Wet pine savannas are among the most diverse ecosystems in North America and provide critical habitat for many species but have seen a dramatic decline in size over the past century due to urbanization, logging, and fire suppression. Coastal pine savannas are also vulnerable to anticipated effects of global climate change. Models of climate change predict rapid sea-level rise along the northern Gulf of Mexico and more intense hurricanes. Restoration of these fragile wetland ecosystems is needed, but the effects of climate change on restored, as well as remnant communities, are unknown. This research aimed to compare resiliency of remnant and restored plant communities to simulated hurricane disturbance.

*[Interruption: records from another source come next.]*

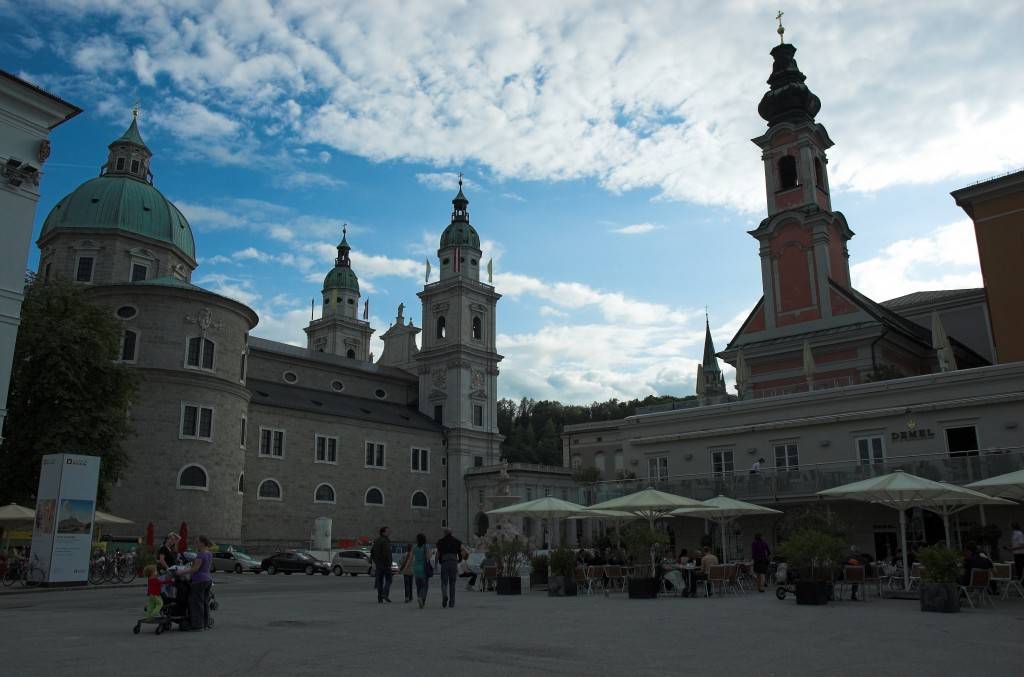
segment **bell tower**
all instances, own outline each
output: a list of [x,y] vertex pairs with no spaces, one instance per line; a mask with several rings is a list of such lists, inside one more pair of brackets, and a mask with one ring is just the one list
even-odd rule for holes
[[[359,278],[352,270],[348,228],[342,226],[341,242],[334,268],[324,278],[323,312],[319,320],[306,327],[309,350],[334,353],[361,362],[370,361],[370,337],[373,329],[366,317],[359,319]],[[364,311],[364,316],[366,315]]]
[[784,42],[771,51],[770,89],[757,107],[768,131],[753,139],[768,203],[768,218],[750,231],[761,244],[767,329],[832,317],[837,298],[829,280],[850,287],[846,242],[853,232],[829,194],[826,151],[833,143],[814,119],[821,100],[804,84],[795,54]]
[[441,279],[424,286],[422,347],[416,354],[420,411],[447,428],[447,526],[465,539],[470,515],[463,481],[474,466],[501,456],[495,310],[501,295],[480,282],[480,236],[469,223],[469,200],[452,200],[451,223],[437,256]]

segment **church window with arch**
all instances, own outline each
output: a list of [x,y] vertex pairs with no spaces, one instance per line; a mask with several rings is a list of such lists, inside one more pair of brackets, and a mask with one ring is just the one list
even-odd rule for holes
[[183,440],[213,440],[213,408],[189,402],[181,403],[181,434]]
[[427,500],[427,494],[423,491],[414,491],[412,494],[412,501],[410,502],[413,508],[429,508],[430,502]]
[[800,185],[796,172],[796,158],[783,155],[779,158],[779,190],[789,190]]
[[477,341],[484,337],[483,324],[479,316],[473,318],[473,338]]
[[125,329],[121,335],[121,359],[120,362],[135,362],[135,354],[138,349],[139,334],[132,329]]
[[825,167],[817,157],[814,158],[814,185],[825,190]]
[[384,492],[377,487],[370,487],[366,490],[363,503],[365,505],[384,505]]
[[216,344],[208,338],[202,336],[189,338],[185,350],[185,366],[191,369],[213,371],[216,348]]
[[207,490],[206,470],[201,465],[187,465],[178,472],[179,489]]
[[437,338],[443,339],[447,333],[444,315],[437,316]]
[[334,487],[326,482],[317,486],[316,491],[313,492],[314,503],[334,503]]
[[280,501],[282,498],[281,483],[274,479],[260,482],[256,490],[256,498],[260,501]]

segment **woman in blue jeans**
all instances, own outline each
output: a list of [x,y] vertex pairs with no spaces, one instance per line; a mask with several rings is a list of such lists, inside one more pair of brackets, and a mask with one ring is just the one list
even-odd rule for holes
[[416,545],[412,549],[412,575],[416,581],[416,598],[420,608],[427,603],[427,587],[429,586],[430,549],[427,537],[416,534]]

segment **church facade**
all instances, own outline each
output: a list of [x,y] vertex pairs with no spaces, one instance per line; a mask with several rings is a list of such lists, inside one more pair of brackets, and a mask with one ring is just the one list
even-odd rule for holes
[[192,231],[154,186],[151,159],[133,119],[38,240],[38,275],[74,280],[109,307],[120,361],[142,379],[110,509],[158,532],[187,522],[256,552],[308,545],[324,517],[335,541],[385,524],[401,540],[449,526],[468,535],[464,475],[500,454],[500,296],[480,280],[461,186],[438,248],[441,279],[419,294],[423,347],[400,305],[374,362],[347,233],[306,347],[254,337],[252,309],[192,284]]

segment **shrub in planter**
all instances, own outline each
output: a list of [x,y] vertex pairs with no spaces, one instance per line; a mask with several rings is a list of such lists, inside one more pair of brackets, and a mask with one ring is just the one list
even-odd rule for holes
[[520,536],[498,536],[491,541],[488,552],[501,564],[501,576],[498,576],[498,594],[521,594],[522,581],[519,578],[519,568],[526,563],[526,540]]
[[568,548],[551,553],[548,577],[548,595],[551,597],[576,596],[576,556]]
[[777,548],[800,575],[797,604],[826,604],[832,596],[832,574],[843,553],[843,540],[817,529],[798,529]]
[[534,555],[530,558],[530,587],[541,586],[548,584],[548,566],[549,560],[547,555]]
[[141,576],[142,570],[150,564],[156,564],[156,554],[153,552],[153,546],[140,545],[135,549],[135,575]]
[[917,551],[924,565],[921,572],[921,611],[956,613],[960,611],[960,588],[957,576],[963,555],[953,548],[933,545]]
[[[668,543],[668,535],[660,529],[652,529],[647,524],[636,524],[626,529],[623,541],[633,564],[654,562],[654,548]],[[653,571],[652,571],[653,573]],[[658,579],[653,576],[631,578],[627,583],[631,599],[652,599],[658,596]]]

I hypothesized that species composition within both site types will be altered following experimental storm surge, and restored plots will follow a different compositional trajectory due to site conditions including invasion by non-target species and disturbed soils. I compared community composition and soil properties between remnant and restored sites experiencing experimental storm surge. Non-metric multidimensional scaling (NMDS) ordinations and a cluster analysis was used to visualize dissimilarities in composition and permutational analysis of similarity (PERMANOVA) was used to compare composition among treatment, site, and time. Repeated measure analysis of variance (ANOVA) was used to compare soil water conductivity and available ammonium over the course of the study. Results from compositional surveys suggested no significant effect of treatment on community composition, but there were significant vectors for soil moisture and ammonium resulting in different compositional trends and an apparent degree of divergence over time between the two site types. Soil characteristics (texture and bulk density) and pressure from neighboring plants within the restored site are also likely contributing to differences between the two site types. As climate change continues to alter disturbance regimes that shape coastal ecosystems, it will be necessary to assess structure and function of remnant and potentially novel plant communities and their capacity for adaptation.